I told my customers to hang on and we’ll be back on our way momentarily.  Not so.  I gave that boat as much gas as I could and it sounded like a NASCAR running at Talladega.  I now had the attention of all 140 or so people on the dock and in the restaurant.  I mean I had their full attention.  I let off the gas and turned off the engine.  The only way to move a stuck airboat is to lighten the load.  So I told my customers they would have to get out and stand in the water (it was only 3 or 4 inches deep) while I got the boat moving again.  I was a little embarrassed at this point.  The customers reluctantly stepped out and I set the coolers, anchor and anything else that had any weight to it in the water next to the boat.  It looked like a really strange yard sale out there.  No problem now I thought.  I revved that engine up as high as it would go and nothing.  Now I’m in trouble.  I’ve got a family standing in the water along with all our fishing equipment and a boat that won’t move.  People on the dock have called friends to come see the free show at Cove Harbor.  You could hear the boat roaring over two miles away I found out later. 
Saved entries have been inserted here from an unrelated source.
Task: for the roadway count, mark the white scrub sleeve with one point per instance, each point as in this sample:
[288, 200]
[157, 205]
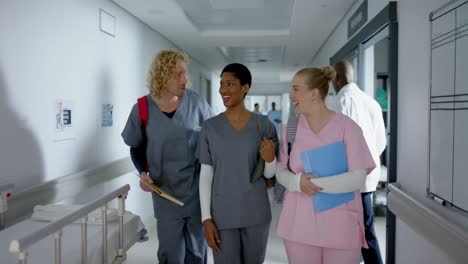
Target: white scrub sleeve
[206, 183]
[340, 183]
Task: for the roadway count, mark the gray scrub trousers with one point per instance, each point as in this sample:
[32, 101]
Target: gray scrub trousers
[240, 209]
[171, 146]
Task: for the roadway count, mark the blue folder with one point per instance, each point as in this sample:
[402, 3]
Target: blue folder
[327, 161]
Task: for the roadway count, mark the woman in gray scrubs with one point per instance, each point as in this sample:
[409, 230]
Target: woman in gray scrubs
[235, 211]
[175, 116]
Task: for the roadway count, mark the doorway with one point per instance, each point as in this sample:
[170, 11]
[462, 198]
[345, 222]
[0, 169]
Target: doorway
[373, 51]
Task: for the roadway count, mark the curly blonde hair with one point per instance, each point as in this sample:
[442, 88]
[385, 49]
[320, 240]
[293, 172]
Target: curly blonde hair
[162, 70]
[318, 78]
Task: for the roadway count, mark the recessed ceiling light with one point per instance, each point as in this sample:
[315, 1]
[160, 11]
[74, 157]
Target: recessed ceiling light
[155, 12]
I didn’t know what else to do so I called two of my friends watching and laughing on the dock and said, “Hey come over here and help me shake this boat loose”.  To which they replied, “Hell no.  We don’t want anyone here to know we’re friends of yours.”  I begged and pleaded and finally went for the throat.  I said, “Ok, I’ll give each of you a case of beer to come help me”.  They were supersonic in two minutes.  They got out there and we rocked (push the bow back and forth while the boat is under power) the boat and she came off the sandbar.  I quickly put my people back in the boat and all the gear and we eased our way over towards the dock.  We still had a solid crowd of 150 or so all enjoying the show.  Once I got within about twenty yards of the cleaning stand and restaurant, I could see all the people in the restaurant standing at the windows like new parents staring at babies in the maternity ward.  The problem was they were all staring at me.  As I hit the channel to the dock the crowd started cheering for me and clapping.  I felt like a charity case.  I remember feeling the blood run to my face and it got very hot.  I saw one of my best friends click his heels together and salute me and something just blew.  I turned around on the top of the airboat, dropped my shorts to the bottom of my cheeks and realized immediately the clapping had stopped.  I slid my pants back up and it was dead silence.  I mean graveyard at silence.  Then the crowd erupted in the wildest yells and hollers I’d ever heard.  I got a standing ovation for that one. The police were called, but luckily for me there’s a law somewhere that went to the Supreme Court in Florida that says, “If a woman can wear a thong, a man can show his butt”.   That’s the short version of that court case.  Anyway the officers explained to me that we were trying to show people a good time in Rockport and they would appreciate it if I didn’t show so much of a good time from now on.  If you go down to Cove Harbor and ask anyone who’s been around here for long about “some mooning incident”, they’ll tell you this same story from the ground perspective.  Anyway, I got my five minutes of fame by using my butt.